The key is to have salt in ourselves
If you want peace in the body, then you have to be salty. That’s right, if you want to experience reconciliation between you and another Christian both of you have to get salty. It’s ironic that today this phrase means the exact opposite of what Jesus intended. When you hear someone take about getting salty today they mean getting angry or mouthy with someone. Shocker: that’s not the key to peace in the church. So what did Jesus mean when he said have salt in yourself? In the lead up to verse 50 Jesus called his followers to radical sacrifice: cut off you hand, cut off your foot, tear out your eye if they cause you to sin. Like virtually every teaching in Christian history I don’t think Jesus was being literal here (otherwise every Christian would be without feet, hands, or eyes—not to mention any other part of ourselves we sin with!). But Jesus was seriously calling us to radical sacrifice; nothing you have is so precious that it’s worth keeping if it will keep you out of the kingdom. Nothing you have is so good that it’s worth keeping if it leads you into sin, so willingly sacrifice the things that keep you from following Jesus. In verse 49 we see fire and salt connected. Interestingly, both fire and salt were important in the Old Testament sacrificial system. Burnt offerings were to be completely consumed by fire, creating a pleasing aroma to God (Lev. 1). Additionally, sacrifices had to be seasoned with salt (Lev. 2:13). We see these two some elements come up in Jesus’ teaching, right after he’s called us to radical sacrifice. Putting all that together, I think when Jesus tells us to be salty he’s telling us to sacrifice things that cause sin in our lives. Having salt in ourselves is another way of saying, “live a holy life.”
That’s important for us to see. Any division in the body of Christ can ultimately be connected back to our sin. Pride that demands we have things our way. Puffed up knowledge that asserts we know what’s best. Selfishness that puts our brothers and sisters needs behind our own. You get the idea. And don’t be so quick to take the high road. Chances are, if you’re not at peace with another Christian you’re thinking about their sin right now. There’s a little part of you that’s pumping it’s fist, saying I knew it was their fault. But it always takes two to tango. It’s your own sin that caused you to respond however you have rather than make whatever sacrifices are necessary to be at peace. The reality is, when there’s no peace both parties are almost always to blame.
We need peace in the body of Christ. I’m certain of that because our King commands us to pursue it. Get salty, make sacrifices to put your sin to death, and be at peace.
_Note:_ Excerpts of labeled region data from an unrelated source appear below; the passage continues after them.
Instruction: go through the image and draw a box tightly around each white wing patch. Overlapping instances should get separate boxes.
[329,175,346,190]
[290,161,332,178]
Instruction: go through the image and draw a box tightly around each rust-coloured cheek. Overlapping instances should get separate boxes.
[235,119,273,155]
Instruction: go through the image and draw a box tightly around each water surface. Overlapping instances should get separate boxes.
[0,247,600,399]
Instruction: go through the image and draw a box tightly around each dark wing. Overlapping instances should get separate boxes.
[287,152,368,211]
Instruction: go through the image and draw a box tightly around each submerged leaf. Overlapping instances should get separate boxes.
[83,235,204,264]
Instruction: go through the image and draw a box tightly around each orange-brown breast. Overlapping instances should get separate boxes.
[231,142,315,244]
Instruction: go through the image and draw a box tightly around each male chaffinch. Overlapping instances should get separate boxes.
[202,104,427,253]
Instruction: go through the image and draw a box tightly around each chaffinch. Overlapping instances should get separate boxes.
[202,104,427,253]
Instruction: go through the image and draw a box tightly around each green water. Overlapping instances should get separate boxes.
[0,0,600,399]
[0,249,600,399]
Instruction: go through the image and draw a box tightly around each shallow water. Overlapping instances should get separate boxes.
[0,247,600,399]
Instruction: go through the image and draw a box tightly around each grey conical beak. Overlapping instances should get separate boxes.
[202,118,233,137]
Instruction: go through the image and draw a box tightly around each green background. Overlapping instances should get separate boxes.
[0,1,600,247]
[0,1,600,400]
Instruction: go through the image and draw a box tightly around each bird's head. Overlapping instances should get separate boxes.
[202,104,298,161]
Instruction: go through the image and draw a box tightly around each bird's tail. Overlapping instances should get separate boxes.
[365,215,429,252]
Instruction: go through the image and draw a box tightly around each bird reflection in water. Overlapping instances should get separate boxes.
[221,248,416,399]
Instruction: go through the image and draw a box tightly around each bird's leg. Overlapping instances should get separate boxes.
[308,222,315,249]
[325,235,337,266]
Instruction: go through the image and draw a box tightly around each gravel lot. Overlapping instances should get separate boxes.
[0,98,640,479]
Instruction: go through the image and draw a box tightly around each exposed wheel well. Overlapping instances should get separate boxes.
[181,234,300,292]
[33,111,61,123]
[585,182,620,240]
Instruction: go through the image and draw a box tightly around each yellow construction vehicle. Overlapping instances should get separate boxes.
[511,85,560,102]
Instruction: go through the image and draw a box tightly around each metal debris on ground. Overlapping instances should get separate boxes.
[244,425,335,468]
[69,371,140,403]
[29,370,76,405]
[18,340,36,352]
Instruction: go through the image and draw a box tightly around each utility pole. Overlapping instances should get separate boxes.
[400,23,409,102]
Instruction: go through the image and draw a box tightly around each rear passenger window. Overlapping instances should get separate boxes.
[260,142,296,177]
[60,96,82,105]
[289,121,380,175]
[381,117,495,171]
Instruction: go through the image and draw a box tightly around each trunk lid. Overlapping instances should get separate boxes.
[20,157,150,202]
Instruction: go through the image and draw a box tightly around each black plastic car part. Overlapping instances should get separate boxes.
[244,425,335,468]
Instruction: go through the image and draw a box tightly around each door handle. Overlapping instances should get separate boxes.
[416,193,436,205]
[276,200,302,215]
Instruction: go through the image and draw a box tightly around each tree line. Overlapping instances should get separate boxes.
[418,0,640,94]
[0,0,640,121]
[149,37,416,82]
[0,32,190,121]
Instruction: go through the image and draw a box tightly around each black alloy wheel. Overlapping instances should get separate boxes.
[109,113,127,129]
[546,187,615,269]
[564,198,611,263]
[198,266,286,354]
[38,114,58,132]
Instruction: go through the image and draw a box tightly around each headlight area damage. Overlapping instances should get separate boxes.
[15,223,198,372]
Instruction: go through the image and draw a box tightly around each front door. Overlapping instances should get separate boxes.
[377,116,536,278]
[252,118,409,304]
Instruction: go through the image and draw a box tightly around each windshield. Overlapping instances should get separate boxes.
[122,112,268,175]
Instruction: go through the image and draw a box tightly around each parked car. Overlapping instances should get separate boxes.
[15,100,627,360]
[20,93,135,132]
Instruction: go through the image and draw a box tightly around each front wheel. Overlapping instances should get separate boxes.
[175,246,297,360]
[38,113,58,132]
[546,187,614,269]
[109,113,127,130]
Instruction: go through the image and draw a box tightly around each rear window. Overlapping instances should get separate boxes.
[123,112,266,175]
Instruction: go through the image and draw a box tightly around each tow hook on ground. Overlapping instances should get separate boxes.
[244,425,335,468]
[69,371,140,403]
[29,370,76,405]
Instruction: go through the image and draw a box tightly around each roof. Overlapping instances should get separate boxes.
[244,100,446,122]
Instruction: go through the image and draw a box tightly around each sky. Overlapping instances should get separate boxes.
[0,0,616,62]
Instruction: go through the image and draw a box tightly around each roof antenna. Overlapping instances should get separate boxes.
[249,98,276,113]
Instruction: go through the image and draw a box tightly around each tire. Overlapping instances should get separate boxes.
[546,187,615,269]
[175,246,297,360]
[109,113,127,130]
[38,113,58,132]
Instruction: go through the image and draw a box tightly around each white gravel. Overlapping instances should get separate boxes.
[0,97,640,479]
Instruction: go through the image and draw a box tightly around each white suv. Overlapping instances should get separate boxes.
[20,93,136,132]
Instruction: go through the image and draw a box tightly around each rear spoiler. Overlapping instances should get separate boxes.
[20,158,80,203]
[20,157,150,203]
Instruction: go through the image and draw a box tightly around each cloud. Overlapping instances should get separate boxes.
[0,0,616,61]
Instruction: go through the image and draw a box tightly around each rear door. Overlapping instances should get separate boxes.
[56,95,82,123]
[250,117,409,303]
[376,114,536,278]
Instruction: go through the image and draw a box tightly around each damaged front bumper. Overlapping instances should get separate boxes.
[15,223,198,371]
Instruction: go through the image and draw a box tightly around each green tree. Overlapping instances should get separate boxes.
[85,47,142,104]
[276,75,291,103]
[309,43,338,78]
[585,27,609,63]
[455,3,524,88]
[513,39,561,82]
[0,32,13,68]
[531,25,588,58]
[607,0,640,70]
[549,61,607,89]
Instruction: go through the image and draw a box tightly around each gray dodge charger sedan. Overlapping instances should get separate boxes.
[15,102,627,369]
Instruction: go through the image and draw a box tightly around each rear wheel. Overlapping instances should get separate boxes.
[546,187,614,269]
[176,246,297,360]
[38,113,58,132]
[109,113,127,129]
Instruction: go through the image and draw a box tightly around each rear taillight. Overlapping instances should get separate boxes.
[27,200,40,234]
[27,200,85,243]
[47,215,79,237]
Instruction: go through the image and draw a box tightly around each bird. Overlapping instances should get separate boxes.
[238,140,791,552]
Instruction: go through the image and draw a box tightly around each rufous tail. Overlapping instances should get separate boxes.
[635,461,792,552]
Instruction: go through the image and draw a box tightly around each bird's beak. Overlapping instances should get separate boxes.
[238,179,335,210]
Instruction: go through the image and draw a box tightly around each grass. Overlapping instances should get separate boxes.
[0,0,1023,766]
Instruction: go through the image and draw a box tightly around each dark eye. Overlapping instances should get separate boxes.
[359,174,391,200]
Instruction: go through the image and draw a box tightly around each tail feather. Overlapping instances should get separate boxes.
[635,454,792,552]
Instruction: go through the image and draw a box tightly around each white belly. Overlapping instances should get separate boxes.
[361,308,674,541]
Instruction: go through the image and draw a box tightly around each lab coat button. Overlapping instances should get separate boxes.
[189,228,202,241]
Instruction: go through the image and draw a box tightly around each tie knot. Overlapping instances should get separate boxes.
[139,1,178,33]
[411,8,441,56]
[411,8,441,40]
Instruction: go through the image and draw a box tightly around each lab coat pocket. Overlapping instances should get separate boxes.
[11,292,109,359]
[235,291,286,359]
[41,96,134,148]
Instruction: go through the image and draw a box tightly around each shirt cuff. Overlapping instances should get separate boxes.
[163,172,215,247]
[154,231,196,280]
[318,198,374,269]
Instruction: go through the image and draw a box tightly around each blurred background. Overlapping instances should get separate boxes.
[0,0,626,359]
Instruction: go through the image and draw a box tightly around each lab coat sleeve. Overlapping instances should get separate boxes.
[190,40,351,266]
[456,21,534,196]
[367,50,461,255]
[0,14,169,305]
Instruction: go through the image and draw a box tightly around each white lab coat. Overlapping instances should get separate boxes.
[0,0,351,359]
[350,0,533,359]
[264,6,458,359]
If you’re not at peace with someone today, pray and ask God to show you what sin in your heart is keeping you from reconciling. At the same time, lovingly pray for your brother or sister in Christ that God would show them the same thing. Then do something! Don’t sit in a staring contest waiting for the other person to blink. Get salty, get up and go make peace. The greatest thing about being salty is that it both corrects and prevents division. That means no matter where we are, lots of division or none, we must pursue the salt of sacrifice toward a holy life to keep division at bay. Church be holy, and be at peace.